Interpretation of results:
not classified
Remarks:
Migrated information Criteria used for interpretation of results: EU
Conclusions:
Based on the data, the four-hour LC50 of inhaled 1,4-CHDM DGE aerosol is greater than 5.19 mg/L for male and female F344/DuCrl rats and as per Guidance to Regulation (EC) No. 1272/2008 on classification, labelling and packaging (CLP) of substances and mixtures, 1,4-CHDM DGE will not be classified for acute inhalation toxicity.
Executive summary:

This study was conducted to determine the acute inhalation toxicological properties of 1,4-cyclohexanedimethanol, reaction products with epichlorohydrin (1,4-CHDM DGE).

Groups of five rats/sex were exposed for four hours, using a nose-only inhalation exposure system, to a time-weighted average chamber concentration of 5.19 mg 1,4 -CHDM DGE per liter of air. The mass median aerodynamic diameter (MMAD) of particulate 1,4-CHDM DGE present in the exposure chamber test atmosphere averaged 3.54 microns with an average geometric standard deviation of 2.14 microns.

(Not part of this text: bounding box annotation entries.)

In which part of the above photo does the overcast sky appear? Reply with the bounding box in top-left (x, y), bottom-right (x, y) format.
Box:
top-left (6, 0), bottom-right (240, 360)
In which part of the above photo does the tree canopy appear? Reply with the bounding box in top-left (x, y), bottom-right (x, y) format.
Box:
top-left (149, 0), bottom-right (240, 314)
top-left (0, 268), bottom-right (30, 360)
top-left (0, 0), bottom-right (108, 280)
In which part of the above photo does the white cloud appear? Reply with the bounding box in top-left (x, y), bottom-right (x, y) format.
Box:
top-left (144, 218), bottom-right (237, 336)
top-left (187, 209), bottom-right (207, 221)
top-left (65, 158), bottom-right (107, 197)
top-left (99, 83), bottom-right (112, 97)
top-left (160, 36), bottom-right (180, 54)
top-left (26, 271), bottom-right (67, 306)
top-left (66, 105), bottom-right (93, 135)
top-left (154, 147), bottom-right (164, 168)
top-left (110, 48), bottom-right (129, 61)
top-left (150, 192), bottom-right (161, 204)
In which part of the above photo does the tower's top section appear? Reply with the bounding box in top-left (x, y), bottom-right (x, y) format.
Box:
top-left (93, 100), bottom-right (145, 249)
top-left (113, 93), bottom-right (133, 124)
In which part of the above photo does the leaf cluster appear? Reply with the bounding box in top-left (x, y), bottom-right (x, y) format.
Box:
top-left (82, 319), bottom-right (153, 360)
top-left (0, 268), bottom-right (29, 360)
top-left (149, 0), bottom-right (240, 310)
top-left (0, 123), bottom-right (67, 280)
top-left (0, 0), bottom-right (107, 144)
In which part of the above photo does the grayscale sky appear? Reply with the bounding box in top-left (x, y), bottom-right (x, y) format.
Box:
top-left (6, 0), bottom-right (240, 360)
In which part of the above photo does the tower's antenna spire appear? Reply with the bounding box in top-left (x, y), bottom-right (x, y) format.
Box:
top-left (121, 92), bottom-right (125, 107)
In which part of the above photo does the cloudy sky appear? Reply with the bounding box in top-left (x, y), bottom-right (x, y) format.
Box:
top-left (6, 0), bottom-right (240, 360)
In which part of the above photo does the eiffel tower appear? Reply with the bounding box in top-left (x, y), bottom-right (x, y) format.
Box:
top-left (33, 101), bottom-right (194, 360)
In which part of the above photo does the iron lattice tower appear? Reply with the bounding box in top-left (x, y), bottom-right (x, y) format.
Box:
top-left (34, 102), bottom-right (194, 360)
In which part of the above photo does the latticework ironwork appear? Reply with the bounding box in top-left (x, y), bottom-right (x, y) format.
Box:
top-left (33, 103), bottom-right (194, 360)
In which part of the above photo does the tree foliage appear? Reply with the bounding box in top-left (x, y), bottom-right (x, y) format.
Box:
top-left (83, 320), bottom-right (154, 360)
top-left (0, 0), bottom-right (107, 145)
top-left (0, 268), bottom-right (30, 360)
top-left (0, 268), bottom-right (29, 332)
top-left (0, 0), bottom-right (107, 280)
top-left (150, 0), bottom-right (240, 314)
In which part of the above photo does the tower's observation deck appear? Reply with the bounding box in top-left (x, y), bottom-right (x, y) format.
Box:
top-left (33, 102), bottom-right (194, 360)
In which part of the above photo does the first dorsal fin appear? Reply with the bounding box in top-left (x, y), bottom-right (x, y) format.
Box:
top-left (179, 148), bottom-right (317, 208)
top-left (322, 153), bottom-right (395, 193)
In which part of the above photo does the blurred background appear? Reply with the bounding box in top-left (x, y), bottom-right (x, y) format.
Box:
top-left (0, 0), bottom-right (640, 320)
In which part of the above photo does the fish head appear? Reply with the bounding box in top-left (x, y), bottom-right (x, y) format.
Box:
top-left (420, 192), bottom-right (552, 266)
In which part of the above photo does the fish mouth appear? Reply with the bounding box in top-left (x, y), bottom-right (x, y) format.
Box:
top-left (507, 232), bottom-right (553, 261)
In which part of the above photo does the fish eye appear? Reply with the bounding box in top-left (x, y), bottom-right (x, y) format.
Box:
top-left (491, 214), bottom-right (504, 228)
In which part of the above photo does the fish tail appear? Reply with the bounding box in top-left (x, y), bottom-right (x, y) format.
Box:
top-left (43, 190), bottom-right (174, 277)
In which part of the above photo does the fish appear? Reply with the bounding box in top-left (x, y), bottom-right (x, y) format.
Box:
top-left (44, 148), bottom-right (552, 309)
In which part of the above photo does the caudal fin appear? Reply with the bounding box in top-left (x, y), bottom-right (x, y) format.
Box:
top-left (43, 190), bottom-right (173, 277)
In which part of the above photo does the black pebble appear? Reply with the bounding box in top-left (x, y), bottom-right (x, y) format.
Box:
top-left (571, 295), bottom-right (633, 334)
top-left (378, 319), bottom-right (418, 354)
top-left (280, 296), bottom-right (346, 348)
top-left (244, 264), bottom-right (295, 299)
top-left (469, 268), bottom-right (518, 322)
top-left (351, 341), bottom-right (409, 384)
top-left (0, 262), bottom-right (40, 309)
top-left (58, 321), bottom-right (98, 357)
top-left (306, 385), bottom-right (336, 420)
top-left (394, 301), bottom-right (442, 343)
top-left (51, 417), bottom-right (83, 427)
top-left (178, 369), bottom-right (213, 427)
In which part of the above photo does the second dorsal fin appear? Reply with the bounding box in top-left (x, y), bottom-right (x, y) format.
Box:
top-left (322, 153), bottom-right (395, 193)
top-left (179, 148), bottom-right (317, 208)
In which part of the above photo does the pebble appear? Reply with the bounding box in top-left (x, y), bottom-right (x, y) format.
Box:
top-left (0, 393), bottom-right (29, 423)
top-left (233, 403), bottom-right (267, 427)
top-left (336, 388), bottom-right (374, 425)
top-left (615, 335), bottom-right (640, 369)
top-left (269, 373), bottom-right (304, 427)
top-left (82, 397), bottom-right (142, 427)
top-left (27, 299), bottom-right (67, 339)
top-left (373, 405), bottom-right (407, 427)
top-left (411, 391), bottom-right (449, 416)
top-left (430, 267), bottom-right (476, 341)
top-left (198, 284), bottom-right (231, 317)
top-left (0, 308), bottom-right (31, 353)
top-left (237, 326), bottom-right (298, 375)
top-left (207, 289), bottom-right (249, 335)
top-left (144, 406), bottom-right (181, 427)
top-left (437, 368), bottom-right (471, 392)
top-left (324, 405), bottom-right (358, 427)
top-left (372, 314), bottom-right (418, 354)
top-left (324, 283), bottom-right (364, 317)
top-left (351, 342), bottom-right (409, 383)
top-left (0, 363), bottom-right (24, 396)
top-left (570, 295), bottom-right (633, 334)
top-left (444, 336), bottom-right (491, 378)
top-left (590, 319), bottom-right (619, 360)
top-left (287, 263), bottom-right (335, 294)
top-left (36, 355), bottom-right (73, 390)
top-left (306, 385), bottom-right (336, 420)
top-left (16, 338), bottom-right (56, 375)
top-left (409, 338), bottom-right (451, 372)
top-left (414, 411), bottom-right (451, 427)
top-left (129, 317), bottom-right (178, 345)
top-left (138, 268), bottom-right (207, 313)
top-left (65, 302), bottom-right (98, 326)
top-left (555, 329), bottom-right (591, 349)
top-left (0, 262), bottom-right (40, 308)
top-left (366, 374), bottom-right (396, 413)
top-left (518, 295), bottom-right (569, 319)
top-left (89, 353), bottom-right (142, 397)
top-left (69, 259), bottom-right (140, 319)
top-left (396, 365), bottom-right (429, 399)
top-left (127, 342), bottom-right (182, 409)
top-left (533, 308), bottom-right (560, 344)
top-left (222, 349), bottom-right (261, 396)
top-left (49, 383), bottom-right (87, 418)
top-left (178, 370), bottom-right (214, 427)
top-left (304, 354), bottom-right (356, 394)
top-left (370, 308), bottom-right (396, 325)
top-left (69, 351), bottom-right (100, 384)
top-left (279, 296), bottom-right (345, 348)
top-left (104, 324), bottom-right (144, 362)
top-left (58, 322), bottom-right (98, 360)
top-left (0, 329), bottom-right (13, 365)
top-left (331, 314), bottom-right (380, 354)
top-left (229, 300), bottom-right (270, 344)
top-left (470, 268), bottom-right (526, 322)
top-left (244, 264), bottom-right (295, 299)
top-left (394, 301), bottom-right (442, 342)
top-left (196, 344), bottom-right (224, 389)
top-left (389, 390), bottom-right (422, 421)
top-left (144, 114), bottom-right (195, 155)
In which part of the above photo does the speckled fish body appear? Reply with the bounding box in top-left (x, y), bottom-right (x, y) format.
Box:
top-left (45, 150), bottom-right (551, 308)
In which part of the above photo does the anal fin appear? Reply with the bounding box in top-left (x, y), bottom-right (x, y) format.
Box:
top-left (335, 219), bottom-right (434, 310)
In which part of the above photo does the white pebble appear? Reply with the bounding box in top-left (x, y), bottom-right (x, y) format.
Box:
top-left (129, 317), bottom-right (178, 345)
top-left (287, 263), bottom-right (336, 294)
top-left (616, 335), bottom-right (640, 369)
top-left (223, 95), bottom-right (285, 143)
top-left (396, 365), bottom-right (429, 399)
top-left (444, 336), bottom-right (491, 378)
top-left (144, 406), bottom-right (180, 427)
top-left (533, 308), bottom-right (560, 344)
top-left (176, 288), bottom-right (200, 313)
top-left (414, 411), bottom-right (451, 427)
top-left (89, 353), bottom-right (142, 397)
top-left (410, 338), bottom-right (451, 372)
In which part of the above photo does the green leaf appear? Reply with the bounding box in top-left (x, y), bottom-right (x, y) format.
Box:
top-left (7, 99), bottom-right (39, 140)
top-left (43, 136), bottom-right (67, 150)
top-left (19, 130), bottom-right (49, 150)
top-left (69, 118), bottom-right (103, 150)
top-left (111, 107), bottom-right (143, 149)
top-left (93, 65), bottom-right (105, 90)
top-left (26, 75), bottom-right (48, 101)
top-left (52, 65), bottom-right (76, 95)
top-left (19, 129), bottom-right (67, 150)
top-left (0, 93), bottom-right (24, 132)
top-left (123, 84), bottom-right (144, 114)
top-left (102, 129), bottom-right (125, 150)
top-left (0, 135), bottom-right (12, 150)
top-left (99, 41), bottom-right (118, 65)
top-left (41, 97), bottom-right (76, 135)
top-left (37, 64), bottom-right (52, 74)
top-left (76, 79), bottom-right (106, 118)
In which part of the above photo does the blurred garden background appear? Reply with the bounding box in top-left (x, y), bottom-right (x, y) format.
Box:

All animals survived the four-hour exposure to the test material as well as the two-week post-exposure period. Clinical effects noted during the four-hour exposure period were limited to soiling of the haircoat in 2/5 female rats, and labored breathing in 3/5 male and 5/5 female rats. In-life observations noted post-exposure included combinations of perineal, perioral, perinasal, and abdominal soiling in 3/5 male and 5/5 female rats. All rats appeared normal by test day 7. Mean body weight losses of 6.6 and 6.4% were noted for male and female rats, respectively, on test day 2. Pre-exposure mean body weight values were exceeded by test day 8. There were no visible treatment-related lesions noted in any of the rats exposed to 1,4-CHDM DGE at the test day 15-scheduled necropsy.

Based on this data, the four-hour LC50 of inhaled 1,4-CHDM DGE aerosol is greater than 5.19 mg/L for male and female F344/DuCrl rats and as per Guidance to Regulation (EC) No. 1272/2008 on classification, labelling and packaging (CLP) of substances and mixtures, 1,4-CHDM DGE will not be classified for acute inhalation toxicity.